Music saved my life.
It's as simple as that.
When I was at my lowest point, music was always there for me. It doesn't judge you, it doesn't leave you, it doesn't betray you.
Music has always been in my life. Like many of my generation I remember car trips listening to the radio with my parents. It became a soundtrack for holidays, for journeys to visit families. I remember exposing myself to my dad's record collection as I was growing up, feeling the riffs of Kieth Richards cut through me, of Roger Daltrey offering me escape.
As a teenager, as I was slowly falling to pieces, it would speak to me. It would tell me I wasn't alone in this. There were other people who'd been there before, who had the same scars. It would articulate the noises in my head, it could make sense of the pain. It could connect me to life when I felt at my most disconnected.

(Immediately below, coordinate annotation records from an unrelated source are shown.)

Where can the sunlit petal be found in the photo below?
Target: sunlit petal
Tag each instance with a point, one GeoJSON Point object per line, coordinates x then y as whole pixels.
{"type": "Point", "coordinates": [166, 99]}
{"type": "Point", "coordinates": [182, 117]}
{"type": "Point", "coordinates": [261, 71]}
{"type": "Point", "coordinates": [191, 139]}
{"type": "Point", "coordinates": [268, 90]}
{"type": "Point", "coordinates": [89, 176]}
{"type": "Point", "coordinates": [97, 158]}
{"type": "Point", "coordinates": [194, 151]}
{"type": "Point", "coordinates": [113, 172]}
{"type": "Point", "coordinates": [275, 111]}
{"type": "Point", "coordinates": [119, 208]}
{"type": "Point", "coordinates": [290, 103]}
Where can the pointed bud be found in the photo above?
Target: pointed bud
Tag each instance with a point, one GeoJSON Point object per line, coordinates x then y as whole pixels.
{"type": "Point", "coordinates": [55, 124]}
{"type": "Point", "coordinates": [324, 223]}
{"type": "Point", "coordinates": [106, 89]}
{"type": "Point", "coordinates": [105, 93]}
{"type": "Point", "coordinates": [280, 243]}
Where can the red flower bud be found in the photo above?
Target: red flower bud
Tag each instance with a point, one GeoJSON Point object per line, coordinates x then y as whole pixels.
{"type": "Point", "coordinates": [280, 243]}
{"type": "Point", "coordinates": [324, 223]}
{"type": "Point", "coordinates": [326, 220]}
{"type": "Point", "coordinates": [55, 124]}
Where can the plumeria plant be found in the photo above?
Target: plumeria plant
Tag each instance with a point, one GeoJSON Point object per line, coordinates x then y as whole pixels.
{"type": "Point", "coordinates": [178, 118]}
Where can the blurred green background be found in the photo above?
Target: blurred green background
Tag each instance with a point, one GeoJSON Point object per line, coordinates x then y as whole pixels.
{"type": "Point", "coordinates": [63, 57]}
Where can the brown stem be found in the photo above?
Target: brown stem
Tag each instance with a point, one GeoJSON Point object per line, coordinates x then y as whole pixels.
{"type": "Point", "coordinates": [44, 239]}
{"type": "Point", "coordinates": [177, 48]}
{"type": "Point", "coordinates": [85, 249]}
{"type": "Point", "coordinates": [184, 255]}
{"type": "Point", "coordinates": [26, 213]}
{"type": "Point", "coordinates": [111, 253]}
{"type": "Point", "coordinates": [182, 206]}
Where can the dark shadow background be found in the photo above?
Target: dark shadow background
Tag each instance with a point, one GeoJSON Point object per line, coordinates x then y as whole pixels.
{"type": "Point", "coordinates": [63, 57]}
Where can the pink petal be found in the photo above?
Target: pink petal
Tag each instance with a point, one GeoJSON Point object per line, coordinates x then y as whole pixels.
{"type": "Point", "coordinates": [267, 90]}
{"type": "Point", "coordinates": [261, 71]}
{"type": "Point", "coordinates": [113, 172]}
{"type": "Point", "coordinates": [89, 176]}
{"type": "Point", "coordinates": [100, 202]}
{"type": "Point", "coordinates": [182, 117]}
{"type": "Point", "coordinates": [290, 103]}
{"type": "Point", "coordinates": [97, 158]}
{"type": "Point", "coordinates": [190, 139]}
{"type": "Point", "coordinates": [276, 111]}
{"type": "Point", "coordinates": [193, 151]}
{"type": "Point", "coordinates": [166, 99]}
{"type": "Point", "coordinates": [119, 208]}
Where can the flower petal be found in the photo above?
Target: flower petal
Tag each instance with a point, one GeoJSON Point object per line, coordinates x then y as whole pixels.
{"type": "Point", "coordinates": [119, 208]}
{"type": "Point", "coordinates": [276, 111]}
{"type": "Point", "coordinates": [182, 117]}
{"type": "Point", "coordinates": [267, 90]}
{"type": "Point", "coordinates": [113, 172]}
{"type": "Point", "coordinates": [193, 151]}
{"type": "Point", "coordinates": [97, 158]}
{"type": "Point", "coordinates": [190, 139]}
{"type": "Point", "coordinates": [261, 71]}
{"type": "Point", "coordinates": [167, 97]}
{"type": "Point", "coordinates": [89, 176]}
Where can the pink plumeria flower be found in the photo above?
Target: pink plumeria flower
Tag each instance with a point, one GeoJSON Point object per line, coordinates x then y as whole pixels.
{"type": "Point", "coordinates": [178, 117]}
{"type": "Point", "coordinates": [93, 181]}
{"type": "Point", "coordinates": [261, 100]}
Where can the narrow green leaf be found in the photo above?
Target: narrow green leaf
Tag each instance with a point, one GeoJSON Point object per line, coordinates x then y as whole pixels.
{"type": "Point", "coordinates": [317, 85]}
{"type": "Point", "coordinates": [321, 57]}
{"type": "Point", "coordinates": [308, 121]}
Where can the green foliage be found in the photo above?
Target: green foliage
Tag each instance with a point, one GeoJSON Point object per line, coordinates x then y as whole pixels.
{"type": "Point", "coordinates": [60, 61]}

After my suicide attempt in my late teens, I spent time trying to find myself again, trying to reconnect back into life. I felt lost, alone, and I was struggling with what I'd done and by my actions, what I'd put my family through. I'd spent a night drinking with friends. Trying to reach through to me, one of my friends, Dean, said something to me and it was the first thing that broke through all the crap I was wallowing in.
"Listen to the music, let it help you"
It sounded simple, but it helped so much. In the middle of the night, you could rely on music being there when you needed it when everyone else was asleep, you could let it take you places when you needed to go somewhere better, somewhere safer than where your mind was trying to take you.
A couple of years later, Dean (again) introduced me to a guitarist called Peter. He was looking to jam some ideas for a band. I was into performance art and was looking for a way to express myself. A few months later I was onstage, throwing myself around, exorcising the darkness from inside me. The white noise that would suck away at my soul could find a way out, it had it's release.
I had found my balance.
Even now, music does something to me I can't quite describe. Albums like 'The Downward Spiral' aren't just a collection of songs. They would soundtrack my moods. They would console me at my lowest. It would reach inside of me and connect.
I'm still playing music, I'm still connecting with it, it's still a major part of me. I knew I was bad recently when I couldn't face playing guitar. I would look at the acoustic guitar that's in the living room, and I couldn't find the part in me that wanted to coax some of the darkness out from me and channel it. Tomorrow, I step back into the practice room with my band for he first time in almost four months. I'll stand there with my friends and we'll complete my healing by connecting in way that only musicians can understand.
And I really can't wait.
That's exactly how I feel about music, it's always there, you can trust it unreservedly, you can be yourself with it. I believe we are made of music, our taste actually defines who we are, that's why it's such a personal thing.